#69
- Je dois te parler, Victoria.
- Tu ne lâches pas l'affaire, hein ?
- Non. Je te dois de la franchise.
- Oh ! Eh bien vas-y, sois franc.
Je rassemble mes idées. Par quoi commencer ?
- Tout d'abord... j'ai un peu menti quand je t'ai dit que tu étais belle, ce matin.
Elle agrandit les yeux avec surprise.
- Quoi ?!
- Tu n'es pas belle, tu es absolument éblouissante. Mais ce n'était pas très adapté de t'avouer la vérité.
- Oh !
Elle pince les lèvres en rosissant. Mon cœur pulse un brin plus fort. Je sens qu'il va monter en rythme à chaque nuance de rose gagnée.
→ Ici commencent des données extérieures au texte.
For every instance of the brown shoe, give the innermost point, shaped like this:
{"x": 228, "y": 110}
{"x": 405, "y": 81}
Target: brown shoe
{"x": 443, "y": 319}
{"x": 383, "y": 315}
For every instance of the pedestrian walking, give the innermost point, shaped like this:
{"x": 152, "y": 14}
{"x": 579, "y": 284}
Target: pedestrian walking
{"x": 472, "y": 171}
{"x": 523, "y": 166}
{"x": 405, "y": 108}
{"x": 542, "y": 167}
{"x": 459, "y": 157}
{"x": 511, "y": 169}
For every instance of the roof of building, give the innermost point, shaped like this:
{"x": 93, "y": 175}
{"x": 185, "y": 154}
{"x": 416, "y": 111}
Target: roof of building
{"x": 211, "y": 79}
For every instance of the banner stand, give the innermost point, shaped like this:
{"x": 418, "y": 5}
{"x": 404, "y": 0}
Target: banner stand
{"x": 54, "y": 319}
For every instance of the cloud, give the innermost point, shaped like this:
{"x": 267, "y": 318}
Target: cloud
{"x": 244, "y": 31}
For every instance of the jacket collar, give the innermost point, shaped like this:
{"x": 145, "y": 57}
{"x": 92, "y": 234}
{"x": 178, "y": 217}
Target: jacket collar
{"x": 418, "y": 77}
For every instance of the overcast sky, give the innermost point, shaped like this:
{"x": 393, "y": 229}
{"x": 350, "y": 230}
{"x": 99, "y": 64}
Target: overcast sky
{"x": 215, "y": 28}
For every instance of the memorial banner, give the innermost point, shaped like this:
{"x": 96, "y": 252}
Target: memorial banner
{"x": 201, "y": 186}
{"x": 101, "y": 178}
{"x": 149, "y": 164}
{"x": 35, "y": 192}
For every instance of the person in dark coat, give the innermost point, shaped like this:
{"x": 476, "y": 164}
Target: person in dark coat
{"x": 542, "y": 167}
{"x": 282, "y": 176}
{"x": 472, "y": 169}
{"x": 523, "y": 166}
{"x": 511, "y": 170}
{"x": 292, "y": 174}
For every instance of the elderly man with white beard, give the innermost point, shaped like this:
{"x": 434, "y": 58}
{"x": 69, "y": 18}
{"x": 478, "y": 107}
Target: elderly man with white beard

- Tu me plais, Victoria. Je suis attiré par toi depuis des semaines. À chaque fois que l'on se voit, je suis pressé de te retrouver, et heureux de ta compagnie, et tendu de ce qui pourrait se passer entre nous, et déçu de te dire au revoir.
Elle ouvre la bouche et la referme sans mot dire, dans une expression angélique absolument délicieuse.
- Là par exemple, il faut que je me concentre pour ne pas t'embrasser tout de suite, parce que je n'ai pas fini de dire tout ce que j'ai à dire.
Elle baisse la tête et s'empourpre un peu plus.
- Oh ! À chaque fois que tu rosis comme ça, je me fracasse contre un mur.
Les yeux toujours rivés au sol, elle secoue la tête et je devine l'ombre d'un sourire sur son profil.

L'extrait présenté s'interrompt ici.